The diameter of the IMA at the level of the fourth rib is often 2 mm, and maintains a reasonable diameter throughout its length (1 mm to 2.5 mm) (9). In contrast to the IMA, the venous anatomy is more variable. Commonly described preparation of the IM vessels for microvascular anastomosis includes removal of the medial portion of the third costal cartilage (13). The third rib is often chosen primarily for venous diameter; however, anastamosis has been described anywhere from the second to the fifth intercostal space (14). Most often (94%) there is a single, medially positioned, comitant vein (9). Hefel et al (9) reported that the IMA and IM vein are suitable for microsurgery at the level of the fourth rib, which certainly, was supported by several cases in this series. It is not currently known whether the use of the IMA at any level for breast reconstruction is compatible with future use in coronary artery bypass surgery; however, intuitively, one would expect that the longer the length of virgin vessel, the more likely the possibility of future use for coronary bypass.

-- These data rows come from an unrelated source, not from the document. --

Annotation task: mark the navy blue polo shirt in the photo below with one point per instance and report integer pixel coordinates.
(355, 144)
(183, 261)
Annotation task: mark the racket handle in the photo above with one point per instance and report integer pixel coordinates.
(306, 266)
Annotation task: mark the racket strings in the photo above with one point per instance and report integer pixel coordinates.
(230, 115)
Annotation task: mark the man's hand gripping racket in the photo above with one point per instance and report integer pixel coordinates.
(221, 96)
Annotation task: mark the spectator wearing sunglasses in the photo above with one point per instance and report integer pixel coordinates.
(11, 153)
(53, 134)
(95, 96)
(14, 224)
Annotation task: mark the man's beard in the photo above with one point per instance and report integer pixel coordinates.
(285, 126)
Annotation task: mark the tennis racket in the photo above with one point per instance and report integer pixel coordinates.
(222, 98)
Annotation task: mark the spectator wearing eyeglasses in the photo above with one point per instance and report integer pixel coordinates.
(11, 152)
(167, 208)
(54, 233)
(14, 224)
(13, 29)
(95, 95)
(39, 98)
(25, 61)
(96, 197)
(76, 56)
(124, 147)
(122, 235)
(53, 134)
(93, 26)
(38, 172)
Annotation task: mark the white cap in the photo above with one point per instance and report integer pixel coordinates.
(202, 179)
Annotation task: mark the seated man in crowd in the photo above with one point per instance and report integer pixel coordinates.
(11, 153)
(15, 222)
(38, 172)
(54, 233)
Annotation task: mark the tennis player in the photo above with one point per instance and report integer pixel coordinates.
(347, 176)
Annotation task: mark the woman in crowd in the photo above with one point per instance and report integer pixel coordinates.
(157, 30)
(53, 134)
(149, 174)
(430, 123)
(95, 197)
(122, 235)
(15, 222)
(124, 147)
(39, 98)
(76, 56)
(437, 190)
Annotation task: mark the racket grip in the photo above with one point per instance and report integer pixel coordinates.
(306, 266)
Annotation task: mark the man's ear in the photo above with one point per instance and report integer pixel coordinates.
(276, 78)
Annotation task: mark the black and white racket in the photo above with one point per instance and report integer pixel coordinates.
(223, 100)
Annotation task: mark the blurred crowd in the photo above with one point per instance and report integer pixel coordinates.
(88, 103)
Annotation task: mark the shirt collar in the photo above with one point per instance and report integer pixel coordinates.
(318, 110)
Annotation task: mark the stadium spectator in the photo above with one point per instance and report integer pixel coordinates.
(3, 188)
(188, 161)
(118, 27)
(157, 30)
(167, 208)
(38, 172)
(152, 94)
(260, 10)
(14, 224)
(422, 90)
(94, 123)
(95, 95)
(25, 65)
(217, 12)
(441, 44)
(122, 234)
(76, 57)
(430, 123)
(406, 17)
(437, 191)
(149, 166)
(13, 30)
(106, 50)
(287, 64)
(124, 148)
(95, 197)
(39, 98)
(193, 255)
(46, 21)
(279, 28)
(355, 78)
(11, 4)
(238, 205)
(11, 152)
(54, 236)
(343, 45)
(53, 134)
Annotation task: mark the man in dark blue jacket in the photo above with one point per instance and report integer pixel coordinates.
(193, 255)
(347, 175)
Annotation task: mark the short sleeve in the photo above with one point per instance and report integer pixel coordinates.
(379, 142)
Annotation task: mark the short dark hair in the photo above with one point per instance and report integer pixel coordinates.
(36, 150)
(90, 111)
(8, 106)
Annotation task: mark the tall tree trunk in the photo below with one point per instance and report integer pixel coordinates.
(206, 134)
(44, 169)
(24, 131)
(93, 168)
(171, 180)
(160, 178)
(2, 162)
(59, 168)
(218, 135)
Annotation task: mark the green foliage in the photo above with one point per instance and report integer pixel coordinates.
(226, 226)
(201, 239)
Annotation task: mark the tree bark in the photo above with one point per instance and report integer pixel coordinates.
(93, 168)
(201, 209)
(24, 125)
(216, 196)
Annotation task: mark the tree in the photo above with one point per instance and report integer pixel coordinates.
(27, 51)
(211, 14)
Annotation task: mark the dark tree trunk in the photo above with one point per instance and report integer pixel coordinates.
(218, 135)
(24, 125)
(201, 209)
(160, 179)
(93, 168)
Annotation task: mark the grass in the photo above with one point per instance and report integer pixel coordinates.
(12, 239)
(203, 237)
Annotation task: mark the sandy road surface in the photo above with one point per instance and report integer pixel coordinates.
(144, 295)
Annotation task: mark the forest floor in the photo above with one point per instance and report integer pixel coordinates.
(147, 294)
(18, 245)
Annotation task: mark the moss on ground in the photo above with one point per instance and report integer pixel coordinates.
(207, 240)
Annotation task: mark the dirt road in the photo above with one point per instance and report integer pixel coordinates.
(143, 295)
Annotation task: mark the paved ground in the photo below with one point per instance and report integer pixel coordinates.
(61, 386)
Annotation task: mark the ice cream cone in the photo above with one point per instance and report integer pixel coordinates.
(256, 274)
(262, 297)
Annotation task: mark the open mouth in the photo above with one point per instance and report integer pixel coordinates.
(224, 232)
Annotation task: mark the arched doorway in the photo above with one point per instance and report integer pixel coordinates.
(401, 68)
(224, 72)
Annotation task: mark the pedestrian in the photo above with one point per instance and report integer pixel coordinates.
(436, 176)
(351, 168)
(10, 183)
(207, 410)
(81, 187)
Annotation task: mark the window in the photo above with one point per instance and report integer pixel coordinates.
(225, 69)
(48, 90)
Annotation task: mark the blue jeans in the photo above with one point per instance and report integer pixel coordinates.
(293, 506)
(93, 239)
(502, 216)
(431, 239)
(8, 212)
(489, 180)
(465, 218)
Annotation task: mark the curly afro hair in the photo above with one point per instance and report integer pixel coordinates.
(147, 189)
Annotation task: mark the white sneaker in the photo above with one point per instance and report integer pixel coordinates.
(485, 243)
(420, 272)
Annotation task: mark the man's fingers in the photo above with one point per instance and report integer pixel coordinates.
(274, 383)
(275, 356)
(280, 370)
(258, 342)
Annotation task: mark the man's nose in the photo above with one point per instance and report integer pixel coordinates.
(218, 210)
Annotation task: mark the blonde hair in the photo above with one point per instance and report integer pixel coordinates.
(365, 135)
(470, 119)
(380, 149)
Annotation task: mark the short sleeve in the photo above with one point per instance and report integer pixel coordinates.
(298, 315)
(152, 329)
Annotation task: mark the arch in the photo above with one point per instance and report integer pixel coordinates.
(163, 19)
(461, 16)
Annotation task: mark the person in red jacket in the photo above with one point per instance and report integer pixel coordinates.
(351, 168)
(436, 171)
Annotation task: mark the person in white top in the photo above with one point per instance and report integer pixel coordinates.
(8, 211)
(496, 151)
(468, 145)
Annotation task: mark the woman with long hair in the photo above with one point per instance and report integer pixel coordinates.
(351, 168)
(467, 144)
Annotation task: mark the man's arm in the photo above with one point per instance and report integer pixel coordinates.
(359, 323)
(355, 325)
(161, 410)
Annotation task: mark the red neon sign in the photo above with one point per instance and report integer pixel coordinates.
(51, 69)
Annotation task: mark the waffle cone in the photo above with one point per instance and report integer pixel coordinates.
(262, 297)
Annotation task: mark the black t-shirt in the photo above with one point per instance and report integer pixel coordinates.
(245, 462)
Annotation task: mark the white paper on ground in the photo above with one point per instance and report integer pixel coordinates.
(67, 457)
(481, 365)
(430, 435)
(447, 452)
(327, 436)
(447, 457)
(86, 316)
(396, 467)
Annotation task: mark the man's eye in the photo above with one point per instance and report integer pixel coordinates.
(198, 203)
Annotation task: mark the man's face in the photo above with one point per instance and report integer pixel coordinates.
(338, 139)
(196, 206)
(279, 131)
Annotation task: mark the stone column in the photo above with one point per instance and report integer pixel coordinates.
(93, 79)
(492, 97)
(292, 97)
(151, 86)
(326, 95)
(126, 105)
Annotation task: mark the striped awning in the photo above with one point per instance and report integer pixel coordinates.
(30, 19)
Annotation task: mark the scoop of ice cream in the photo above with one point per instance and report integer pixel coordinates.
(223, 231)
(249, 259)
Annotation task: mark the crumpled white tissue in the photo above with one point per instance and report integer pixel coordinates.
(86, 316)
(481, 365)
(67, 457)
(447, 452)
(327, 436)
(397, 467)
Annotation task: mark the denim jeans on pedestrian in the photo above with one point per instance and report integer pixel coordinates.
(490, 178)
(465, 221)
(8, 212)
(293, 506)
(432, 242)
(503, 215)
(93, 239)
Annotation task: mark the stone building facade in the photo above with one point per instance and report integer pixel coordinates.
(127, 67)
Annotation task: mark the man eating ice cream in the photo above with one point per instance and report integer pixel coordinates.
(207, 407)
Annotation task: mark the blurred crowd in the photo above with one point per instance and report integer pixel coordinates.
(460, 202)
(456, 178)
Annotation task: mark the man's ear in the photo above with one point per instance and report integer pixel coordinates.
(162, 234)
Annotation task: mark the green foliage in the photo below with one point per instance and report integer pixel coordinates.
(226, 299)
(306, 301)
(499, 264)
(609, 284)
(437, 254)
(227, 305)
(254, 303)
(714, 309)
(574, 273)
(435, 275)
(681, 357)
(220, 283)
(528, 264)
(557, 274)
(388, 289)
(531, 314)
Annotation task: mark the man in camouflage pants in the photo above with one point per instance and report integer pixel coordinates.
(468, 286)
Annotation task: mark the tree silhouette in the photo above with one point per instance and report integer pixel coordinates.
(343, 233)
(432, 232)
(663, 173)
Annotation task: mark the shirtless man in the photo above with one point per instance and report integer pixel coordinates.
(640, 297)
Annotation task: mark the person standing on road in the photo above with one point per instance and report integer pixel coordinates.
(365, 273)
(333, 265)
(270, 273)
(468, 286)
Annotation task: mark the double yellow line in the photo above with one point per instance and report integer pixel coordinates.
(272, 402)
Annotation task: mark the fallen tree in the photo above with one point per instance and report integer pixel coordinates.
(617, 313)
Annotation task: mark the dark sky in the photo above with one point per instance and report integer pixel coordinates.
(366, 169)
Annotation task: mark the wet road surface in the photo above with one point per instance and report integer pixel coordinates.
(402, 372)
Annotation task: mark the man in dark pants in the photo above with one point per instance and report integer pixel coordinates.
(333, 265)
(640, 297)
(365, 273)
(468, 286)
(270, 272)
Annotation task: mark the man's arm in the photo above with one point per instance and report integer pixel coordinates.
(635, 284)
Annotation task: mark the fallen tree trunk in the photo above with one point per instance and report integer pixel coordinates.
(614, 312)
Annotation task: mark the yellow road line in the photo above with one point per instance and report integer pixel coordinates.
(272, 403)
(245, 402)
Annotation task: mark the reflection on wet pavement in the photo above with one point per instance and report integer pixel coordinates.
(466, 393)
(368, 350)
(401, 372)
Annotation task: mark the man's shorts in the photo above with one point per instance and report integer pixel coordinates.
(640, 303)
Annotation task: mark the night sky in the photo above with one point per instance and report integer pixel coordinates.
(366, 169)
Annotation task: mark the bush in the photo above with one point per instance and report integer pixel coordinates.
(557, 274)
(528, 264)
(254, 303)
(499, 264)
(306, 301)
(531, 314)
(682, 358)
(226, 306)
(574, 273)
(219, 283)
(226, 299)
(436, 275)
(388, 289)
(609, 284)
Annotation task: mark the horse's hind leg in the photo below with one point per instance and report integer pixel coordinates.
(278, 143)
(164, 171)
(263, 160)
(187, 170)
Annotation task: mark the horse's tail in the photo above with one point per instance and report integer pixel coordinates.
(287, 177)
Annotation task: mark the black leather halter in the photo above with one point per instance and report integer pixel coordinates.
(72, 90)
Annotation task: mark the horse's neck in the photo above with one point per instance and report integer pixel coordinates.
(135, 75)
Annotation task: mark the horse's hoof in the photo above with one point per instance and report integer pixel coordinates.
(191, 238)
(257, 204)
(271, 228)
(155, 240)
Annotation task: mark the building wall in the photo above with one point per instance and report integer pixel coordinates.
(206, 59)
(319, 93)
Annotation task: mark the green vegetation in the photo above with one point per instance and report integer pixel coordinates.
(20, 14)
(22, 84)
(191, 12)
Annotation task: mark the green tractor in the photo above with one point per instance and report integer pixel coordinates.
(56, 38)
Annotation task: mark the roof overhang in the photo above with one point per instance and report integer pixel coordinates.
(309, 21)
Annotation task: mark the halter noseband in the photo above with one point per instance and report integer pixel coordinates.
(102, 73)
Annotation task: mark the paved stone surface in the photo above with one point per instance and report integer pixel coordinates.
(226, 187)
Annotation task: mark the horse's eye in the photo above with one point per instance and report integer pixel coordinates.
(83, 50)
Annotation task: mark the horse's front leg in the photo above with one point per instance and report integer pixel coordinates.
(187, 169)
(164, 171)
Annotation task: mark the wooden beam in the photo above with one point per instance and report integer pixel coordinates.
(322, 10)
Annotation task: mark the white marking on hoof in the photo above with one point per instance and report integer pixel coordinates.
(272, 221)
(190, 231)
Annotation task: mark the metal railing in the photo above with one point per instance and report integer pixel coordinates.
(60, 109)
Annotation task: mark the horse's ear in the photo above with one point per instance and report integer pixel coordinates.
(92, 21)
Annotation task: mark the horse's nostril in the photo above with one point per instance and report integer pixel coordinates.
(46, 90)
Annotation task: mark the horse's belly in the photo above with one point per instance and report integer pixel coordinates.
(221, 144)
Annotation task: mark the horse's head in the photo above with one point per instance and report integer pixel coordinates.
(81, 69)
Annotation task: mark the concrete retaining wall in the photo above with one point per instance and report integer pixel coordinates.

Ischemic heart disease remains the most common cause of death for women in developed countries. Despite current trends in percutaneous coronary intervention and the recent popularity of drug-eluting stents, the strongest, most robust evidence with the longest follow-up still fervently supports coronary artery bypass surgery as the gold standard therapy for left main coronary artery disease, triple vessel disease and two vessel disease with proximal left anterior descending artery involvement (5). Evidence regarding the superior patency of IMA grafts over any other conduit or intracoronary revascularization mechanism is clear. Recent studies have suggested patency rates of between 95% and 99% at 10 years (6–8), and 88% patency at 15 years (8). Alternatively, saphenous vein grafts have an expected patency rate of approximately 50% to 60% at 10 years. The most persuasive information about the left IMA graft is that, unlike saphenous vein grafts or coronary stents, the left IMA-left anterior descending bypass is the only form of coronary revascularization that has been associated with improved early and late patient survival (4,15). In general, most cardiac surgeons reserve bilateral IMA grafting for young, nondiabetic patients with an appropriate body habitus.
The finding of a low but significant incidence of postoperative cardiac ischemic events following breast reconstruction is concerning. There is a paucity of information on how significant the use of the IMA in breast reconstruction patients will be as a determinant of successful cardiac rehabilitation in the patient’s future. More research needs to be performed to further quantify the true impact of using the IMA for breast reconstruction and the implications of excluding it as a future option for coronary revascularization. Limitations to the present study include the small sample size and the short length of follow-up. Both larger sample sizes and longer-term follow-up periods are necessary to provide adequate statistical power to our findings. Indeed, the impact on cardiac health may not become evident in the young breast reconstruction patients until they reach the age of increased cardiac risk.
DISCLOSURES: The authors have no financial disclosures or conflicts of interest to declare.